Almost 20 years ago, I left private practice to work for a nonprofit law firm called Media Access Project (MAP). MAP focused on promoting policies designed to encourage the production of diverse news and views in the electronic media. When I joined MAP in July of 1999, we were facing a crisis of consolidation in the news industry, the rise of polarization, and the dissemination of “fake news” for both commercial and political purposes. Academics and pundits lamented the death of serious journalism, the tyranny of the ever faster news cycle, and the poisoning public discourse with increasingly coarse, angry, and vile commentary that pandered to people’s worst instincts. A new class of wildly popular and increasingly influential pundits sowed distrust for the “MSM” (“mainstream media”) and denounced anyone who disagreed with them as enemies of freedom. Meanwhile, the increasingly vertically and horizontally concentrated news industry cut costs by dramatically cutting reporting staff and reporting resources, and chased “synergies” by using the news to shamelessly cross-promote their entertainment and publishing products. News coverage was increasingly turning into “infotainment” (or, more politely, “soft news”). To the extent political coverage existed outside the polarized world of political punditry, it was reduced from genuine analysis to “horse race” coverage. No one in the news, it seemed, wanted to discuss actual substance – only which political party or politician was “winning” or “losing.” Even worse, a new cottage industry emerged to create and promote “fake news” in the form of Video News Releases and national syndicated broadcasts designed to appear both local and live.
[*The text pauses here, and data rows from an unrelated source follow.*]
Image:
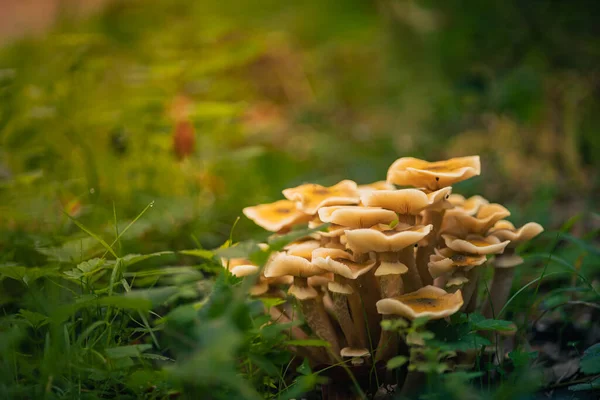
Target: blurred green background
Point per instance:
(202, 108)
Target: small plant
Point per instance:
(380, 256)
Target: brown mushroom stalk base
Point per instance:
(317, 318)
(499, 291)
(423, 253)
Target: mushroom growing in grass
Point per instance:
(311, 304)
(346, 293)
(393, 245)
(429, 301)
(409, 171)
(310, 197)
(408, 203)
(474, 244)
(504, 264)
(276, 217)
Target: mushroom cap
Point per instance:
(285, 264)
(458, 223)
(303, 292)
(341, 288)
(391, 268)
(310, 196)
(325, 252)
(475, 244)
(346, 268)
(507, 261)
(429, 301)
(446, 261)
(276, 216)
(409, 171)
(302, 249)
(402, 201)
(320, 280)
(379, 185)
(356, 217)
(366, 240)
(354, 352)
(502, 231)
(331, 231)
(468, 206)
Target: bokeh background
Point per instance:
(202, 108)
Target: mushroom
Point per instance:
(429, 301)
(344, 290)
(504, 264)
(312, 306)
(310, 197)
(408, 203)
(445, 263)
(409, 171)
(474, 244)
(276, 217)
(356, 217)
(396, 244)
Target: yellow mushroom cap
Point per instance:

Small wonder that audiences for news increasingly declined, and distrust of the media reached historic levels. To make matters even worse, the “cure” proposed by the Federal Communications Commission (FCC) was to relax the remaining broadcast ownership rules, inviting further consolidation. Only by increasing consolidation, the industry argued, could the news industry survive in the face of fragmenting audiences, emerging competition from the internet, and declining newspaper revenues.
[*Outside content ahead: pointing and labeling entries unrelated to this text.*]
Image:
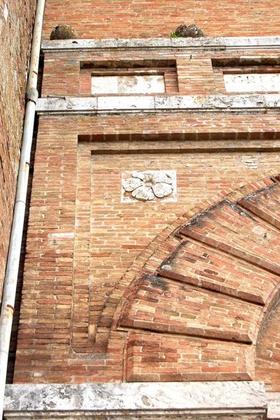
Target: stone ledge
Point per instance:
(209, 398)
(185, 43)
(158, 103)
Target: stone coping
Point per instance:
(185, 43)
(213, 397)
(158, 103)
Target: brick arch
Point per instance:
(199, 304)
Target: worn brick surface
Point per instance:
(16, 20)
(157, 18)
(153, 291)
(82, 242)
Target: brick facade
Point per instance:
(157, 18)
(185, 288)
(16, 22)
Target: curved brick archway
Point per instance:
(205, 303)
That was back in the late 1990s and early 00s. To quote Yogi Berra, “it’s déjà vu all over again.” Except this time, instead of blaming “the internet” and the public’s supposed lack of interest in real news, people now blame Google and Facebook. Why? Because they are big. Because they derive their revenue from digital advertising at a time when print journalism has seen revenue from classified advertising drop precipitously low. Because “Google and Facebook, we hates it precious!,” and one should never miss an opportunity to link a problem to Google and Facebook and proclaim “delenda est!” Likewise, the proposed remedies have a very familiar feel. Allow the news media to consolidate further by relaxing the FCC ownership rules and creating exemptions to existing antitrust law, and/or preserve their historic revenue stream from classified ads (either by destroying Google and Facebook or making them pay tribute to existing media companies). These solutions have particular appeal to incumbent publishers, as they simultaneously absolve the existing media of any responsibility for the current state of journalism and cement the dominance of the existing corporate media giants.

It is precisely because the stakes are so high, however, that we need to look with extreme skepticism at proposals primarily designed to prop up the current consolidated and dysfunctional media landscape. If we want to address the very real problems created by a dysfunctional media, we need to separate which of these problems can properly be attributed to dominant platforms and which to structural problems in the traditional news industry. Additionally, legitimate fears of the ability of dominant platforms to act as gatekeepers, or concerns about their outsized influence on the economics of news production and dissemination, should not justify solutions that destroy the extremely important role these platforms have played – and continue to play – in civic engagement and enhancing the creation of new and independent outlets for news.